2. Future Directions

Successful establishment of transgenic and especially transgenic humanized mice provided immeasurable opportunities to advance medical research on infectious diseases that were previously inaccessible. The transgenic mouse models described in this review are, amongst others, groundbreaking for the understanding of human pathogenic virus infections and their disease pathology. Along that line, these mouse models provide the possibility to study emerging virus-induced diseases, as discussed for SARS-CoV-2. Since some viruses have the unique ability to cross species boundaries and adapt to new hosts, humanized mouse models will continue to play a crucial role in understanding newly emerging or human-adapting viruses, in the future. However, existing models are still far from being perfect. A mouse model that can be applied to study all known and newly emerging human pathogenic viruses while completely mimicking virus-induced disease pathogenesis does not exist and researchers still need to consider the scientific questions in the respective areas of the disease to select the best suitable animal model. While virus entry receptor or antiviral host factor humanized mice are a great model to study virus infection, replication and the role of single human genes involved in antiviral immune responses, they are not suitable to evaluate disease pathogenesis or efficacy of antiviral approaches as the complexity of human immune responses is not necessarily reflected. Especially the analysis of possible vaccination candidates or antiviral approaches additionally requires immune system humanized mice. Amongst these, HUMAMICE are highly sophisticated humanized models that allow e.g., to study antigen specificity of human immune cells, however, without additional humanization, these animals are not susceptible for infection with human pathogenic viruses such as SARS-CoV-2.
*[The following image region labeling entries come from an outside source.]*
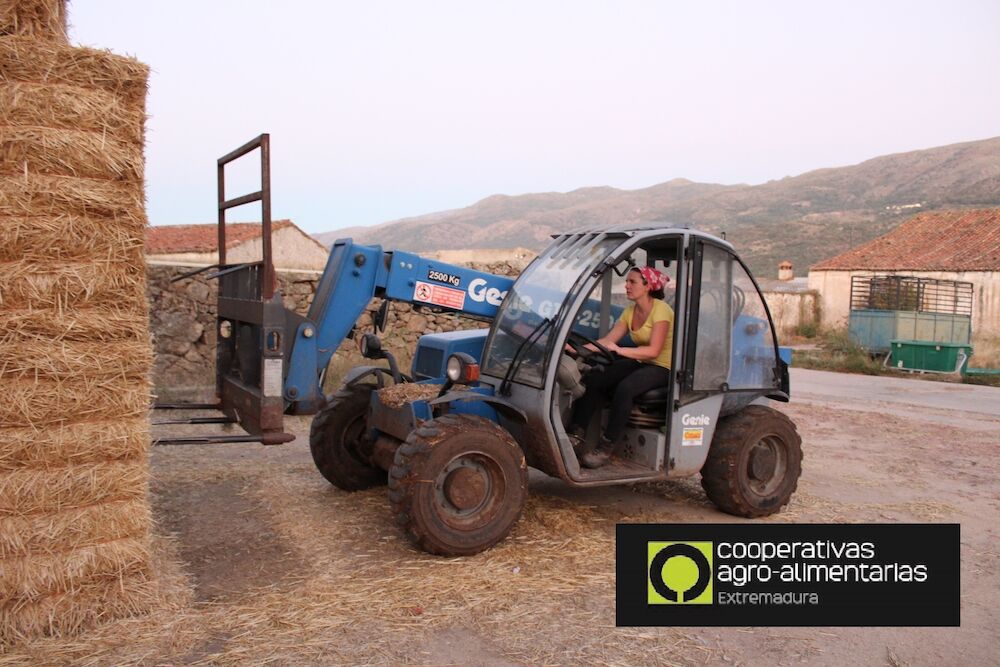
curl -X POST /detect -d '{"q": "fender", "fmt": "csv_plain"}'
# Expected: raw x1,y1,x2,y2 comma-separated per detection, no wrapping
427,389,528,424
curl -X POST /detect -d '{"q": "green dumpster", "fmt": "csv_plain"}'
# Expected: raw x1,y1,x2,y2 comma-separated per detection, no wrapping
888,339,972,373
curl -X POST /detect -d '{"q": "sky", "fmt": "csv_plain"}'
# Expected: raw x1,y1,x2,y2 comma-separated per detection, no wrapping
69,0,1000,233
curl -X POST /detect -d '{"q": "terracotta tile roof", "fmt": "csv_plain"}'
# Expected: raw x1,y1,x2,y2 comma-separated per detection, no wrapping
146,220,292,255
811,208,1000,271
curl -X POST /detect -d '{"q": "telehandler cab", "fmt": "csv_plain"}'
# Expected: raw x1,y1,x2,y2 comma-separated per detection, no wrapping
154,135,802,556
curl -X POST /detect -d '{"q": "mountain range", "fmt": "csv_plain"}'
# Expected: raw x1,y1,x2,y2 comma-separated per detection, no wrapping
315,137,1000,276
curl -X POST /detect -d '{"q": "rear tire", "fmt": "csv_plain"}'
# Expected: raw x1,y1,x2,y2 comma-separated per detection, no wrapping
701,405,802,517
389,414,528,556
309,384,386,491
The ideal future model for most human pathogenic virus infections will be an animal model with a reconstituted human immune system presenting antigens in the human HLA context, constitutively expressing human cytokines necessary for efficient immune cell development. In addition, specific human organs or humanized cell types would be needed to mimic viral transmission routes and disease pathology. Such a model does not exist yet, but with the current advances in technology it might be only a matter of time to have it available to study human specific virus infection complexity and to develop more efficient vaccine and treatment strategies. Furthermore, there still is the sustained need to identify and replace human-specific factors that are absent in mice but are needed for optimal human cell differentiation and function to decrease or even prevent the development of graft versus host disease that still occurs in many of the human immune system engrafted models.

Thus, key improvements in specific areas are still required, however, with careful characterization, the future will yield more appropriate preclinical models, supporting more rapid and relevant translational drug discovery and development.